– Стиль – это порок. Это Дега сказал, художник.
– Ничего он, твой Дега, не понимал. Ему бы только балерин рисовать да на старости лет голых теток. Стиль – это и есть свобода: самодостаточность и неслучайность. То есть всё, что нужно. Если он у тебя есть, то ничего больше не надо, а если нет, то ничем ты его не заменишь.
– Это ты мне сейчас словами Короля говоришь, практически слово в слово. Так и слышу его голос.
Лера пожала плечами – мол, считай как знаешь. А потом, очевидно, в отместку за разоблачение, задумчиво произнесла:
– Понимаешь, в чем дело… С ним я неповторимой себя чувствовала, а без него – баба как баба. Как любая другая. А знаешь, как неповторимой хочется быть?!
– Для меня ты не любая…
– Ну, спасибо. Значит, не уезжать, да?
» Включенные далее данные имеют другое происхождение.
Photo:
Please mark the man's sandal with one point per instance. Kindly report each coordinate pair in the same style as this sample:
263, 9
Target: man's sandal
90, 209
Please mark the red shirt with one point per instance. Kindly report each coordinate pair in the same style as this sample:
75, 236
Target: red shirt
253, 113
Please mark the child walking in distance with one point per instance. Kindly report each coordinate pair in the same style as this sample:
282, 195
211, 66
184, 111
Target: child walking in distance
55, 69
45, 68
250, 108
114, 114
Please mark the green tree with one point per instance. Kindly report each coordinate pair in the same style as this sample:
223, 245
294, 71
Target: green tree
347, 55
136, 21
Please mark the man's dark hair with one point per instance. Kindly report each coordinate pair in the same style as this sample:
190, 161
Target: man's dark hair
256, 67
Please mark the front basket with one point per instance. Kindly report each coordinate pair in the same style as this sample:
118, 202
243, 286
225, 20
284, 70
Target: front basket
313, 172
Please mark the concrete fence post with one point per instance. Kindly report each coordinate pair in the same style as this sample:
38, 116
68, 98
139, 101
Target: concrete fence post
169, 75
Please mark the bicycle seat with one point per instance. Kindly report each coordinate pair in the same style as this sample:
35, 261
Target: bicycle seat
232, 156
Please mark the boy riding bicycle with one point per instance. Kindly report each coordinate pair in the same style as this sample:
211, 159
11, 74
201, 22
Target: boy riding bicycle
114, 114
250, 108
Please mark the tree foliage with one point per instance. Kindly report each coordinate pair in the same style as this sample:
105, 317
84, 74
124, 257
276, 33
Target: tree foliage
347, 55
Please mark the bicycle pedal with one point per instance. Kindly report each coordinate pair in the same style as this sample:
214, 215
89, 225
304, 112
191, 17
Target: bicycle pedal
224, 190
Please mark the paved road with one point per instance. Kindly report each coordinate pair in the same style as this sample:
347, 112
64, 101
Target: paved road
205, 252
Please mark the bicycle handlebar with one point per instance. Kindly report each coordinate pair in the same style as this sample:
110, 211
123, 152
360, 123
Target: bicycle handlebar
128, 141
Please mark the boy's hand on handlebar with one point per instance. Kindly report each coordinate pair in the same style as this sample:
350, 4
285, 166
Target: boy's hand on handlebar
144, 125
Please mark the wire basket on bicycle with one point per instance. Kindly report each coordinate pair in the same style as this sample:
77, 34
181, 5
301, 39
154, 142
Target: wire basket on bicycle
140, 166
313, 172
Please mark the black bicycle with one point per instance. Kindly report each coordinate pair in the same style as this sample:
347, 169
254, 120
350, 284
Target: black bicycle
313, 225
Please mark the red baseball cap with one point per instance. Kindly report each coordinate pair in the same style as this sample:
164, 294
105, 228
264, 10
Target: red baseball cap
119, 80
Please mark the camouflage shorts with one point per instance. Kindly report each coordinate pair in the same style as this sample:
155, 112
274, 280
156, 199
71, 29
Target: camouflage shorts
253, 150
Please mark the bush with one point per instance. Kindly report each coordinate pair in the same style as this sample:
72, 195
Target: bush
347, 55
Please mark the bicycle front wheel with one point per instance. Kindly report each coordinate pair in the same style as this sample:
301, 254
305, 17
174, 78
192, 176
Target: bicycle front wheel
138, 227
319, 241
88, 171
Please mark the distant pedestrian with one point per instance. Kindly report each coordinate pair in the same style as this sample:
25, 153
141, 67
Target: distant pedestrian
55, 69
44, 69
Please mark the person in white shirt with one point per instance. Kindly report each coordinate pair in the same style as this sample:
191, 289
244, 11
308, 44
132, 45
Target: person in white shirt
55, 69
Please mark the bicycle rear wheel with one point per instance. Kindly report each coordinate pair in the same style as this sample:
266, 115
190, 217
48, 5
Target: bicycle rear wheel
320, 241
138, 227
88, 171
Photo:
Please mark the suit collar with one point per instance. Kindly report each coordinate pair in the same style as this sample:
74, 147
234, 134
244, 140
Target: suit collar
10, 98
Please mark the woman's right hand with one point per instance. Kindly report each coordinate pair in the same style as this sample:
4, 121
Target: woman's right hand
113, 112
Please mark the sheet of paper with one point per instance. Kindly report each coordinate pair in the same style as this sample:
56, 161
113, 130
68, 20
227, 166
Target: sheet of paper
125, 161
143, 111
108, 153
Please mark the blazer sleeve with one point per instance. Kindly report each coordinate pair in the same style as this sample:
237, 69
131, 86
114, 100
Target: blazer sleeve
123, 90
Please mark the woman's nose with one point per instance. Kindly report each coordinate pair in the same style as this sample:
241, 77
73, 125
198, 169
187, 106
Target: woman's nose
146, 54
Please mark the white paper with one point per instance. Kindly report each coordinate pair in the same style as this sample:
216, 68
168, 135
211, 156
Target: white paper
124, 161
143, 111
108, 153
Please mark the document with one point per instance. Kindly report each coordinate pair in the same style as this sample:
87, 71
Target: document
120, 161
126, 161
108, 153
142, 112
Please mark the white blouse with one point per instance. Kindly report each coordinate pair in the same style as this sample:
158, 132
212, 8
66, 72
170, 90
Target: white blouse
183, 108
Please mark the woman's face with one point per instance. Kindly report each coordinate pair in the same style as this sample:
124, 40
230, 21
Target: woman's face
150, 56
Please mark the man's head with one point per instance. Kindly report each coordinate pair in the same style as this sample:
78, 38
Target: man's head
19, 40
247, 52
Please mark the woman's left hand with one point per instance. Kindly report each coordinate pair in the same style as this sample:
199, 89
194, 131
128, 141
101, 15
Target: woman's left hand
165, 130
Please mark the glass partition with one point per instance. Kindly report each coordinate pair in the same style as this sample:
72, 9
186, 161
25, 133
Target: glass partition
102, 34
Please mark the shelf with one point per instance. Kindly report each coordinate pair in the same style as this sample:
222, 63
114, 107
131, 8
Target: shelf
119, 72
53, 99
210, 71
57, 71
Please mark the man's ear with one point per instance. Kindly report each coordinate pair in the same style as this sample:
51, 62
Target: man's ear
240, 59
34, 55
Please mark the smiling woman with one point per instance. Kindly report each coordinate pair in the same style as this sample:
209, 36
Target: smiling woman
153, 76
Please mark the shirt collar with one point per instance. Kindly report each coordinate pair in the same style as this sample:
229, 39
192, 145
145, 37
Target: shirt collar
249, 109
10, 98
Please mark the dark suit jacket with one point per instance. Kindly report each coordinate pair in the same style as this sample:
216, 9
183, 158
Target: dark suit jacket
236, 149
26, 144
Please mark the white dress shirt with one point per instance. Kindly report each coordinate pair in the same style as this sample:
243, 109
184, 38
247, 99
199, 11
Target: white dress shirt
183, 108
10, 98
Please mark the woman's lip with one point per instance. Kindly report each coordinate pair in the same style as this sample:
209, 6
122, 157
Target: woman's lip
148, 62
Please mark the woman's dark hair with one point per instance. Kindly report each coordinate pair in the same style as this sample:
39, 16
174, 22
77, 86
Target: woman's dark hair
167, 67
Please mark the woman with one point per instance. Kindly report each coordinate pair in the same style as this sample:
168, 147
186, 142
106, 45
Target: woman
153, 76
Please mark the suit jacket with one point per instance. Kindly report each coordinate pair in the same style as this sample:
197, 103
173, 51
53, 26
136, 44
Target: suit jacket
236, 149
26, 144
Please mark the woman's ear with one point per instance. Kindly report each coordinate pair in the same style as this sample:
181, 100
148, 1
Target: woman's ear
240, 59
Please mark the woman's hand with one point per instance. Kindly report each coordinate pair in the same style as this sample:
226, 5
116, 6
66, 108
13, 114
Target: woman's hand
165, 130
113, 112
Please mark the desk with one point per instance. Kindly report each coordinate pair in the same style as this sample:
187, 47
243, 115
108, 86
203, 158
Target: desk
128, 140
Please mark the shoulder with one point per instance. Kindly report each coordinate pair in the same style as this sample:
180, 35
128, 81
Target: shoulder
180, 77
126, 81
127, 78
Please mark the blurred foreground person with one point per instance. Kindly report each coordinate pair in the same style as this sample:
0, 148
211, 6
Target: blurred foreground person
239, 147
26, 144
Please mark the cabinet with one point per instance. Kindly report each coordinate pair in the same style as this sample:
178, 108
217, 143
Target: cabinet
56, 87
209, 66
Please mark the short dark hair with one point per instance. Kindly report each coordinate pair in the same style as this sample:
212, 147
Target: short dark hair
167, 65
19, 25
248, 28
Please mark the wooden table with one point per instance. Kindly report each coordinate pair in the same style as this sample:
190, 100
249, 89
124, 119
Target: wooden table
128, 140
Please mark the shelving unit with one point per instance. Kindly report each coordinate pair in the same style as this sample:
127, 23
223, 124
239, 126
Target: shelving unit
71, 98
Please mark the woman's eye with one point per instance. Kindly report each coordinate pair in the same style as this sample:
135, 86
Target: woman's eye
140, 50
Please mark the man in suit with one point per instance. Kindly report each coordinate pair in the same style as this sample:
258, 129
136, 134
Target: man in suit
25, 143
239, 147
С тобой остаться? – Она изобразила радость, но явно преувеличенную, поэтому Карандаш молчал.
– Ты станешь знаменитым писателем, будешь строчить роман за романом, зарабатывать кучу денег, я детей нарожаю, ты будешь нас обеспечивать, я – их растить… Заживем! Да, Карандаш?! Ты сколько детей хочешь? Двоих или троих?
Лера говорила быстро, уже не скрывая насмешки, а он видел, как она тонет, отчаянно барахтаясь, колошматя руками по воде своего сна, всплывая с испуганно расширенными глазами на мокром лице и погружаясь обратно под воду. И молчал.
За столом в углу Дим Димыч с Михалычем, собрав разбросанные фигуры, расставляли их для новой партии.
Через месяц Лера уехала в Нью-Йорк и вышла замуж за своего Колина. К той ночи, когда Марина Львовна, вместо того чтобы вернуться с прогулки домой, отправилась на квартиру в проезде Художественного театра, где прошла большая часть ее жизни и Королю пришлось идти ее искать, Лера жила в Нью-Йорке уже больше трех лет.
6.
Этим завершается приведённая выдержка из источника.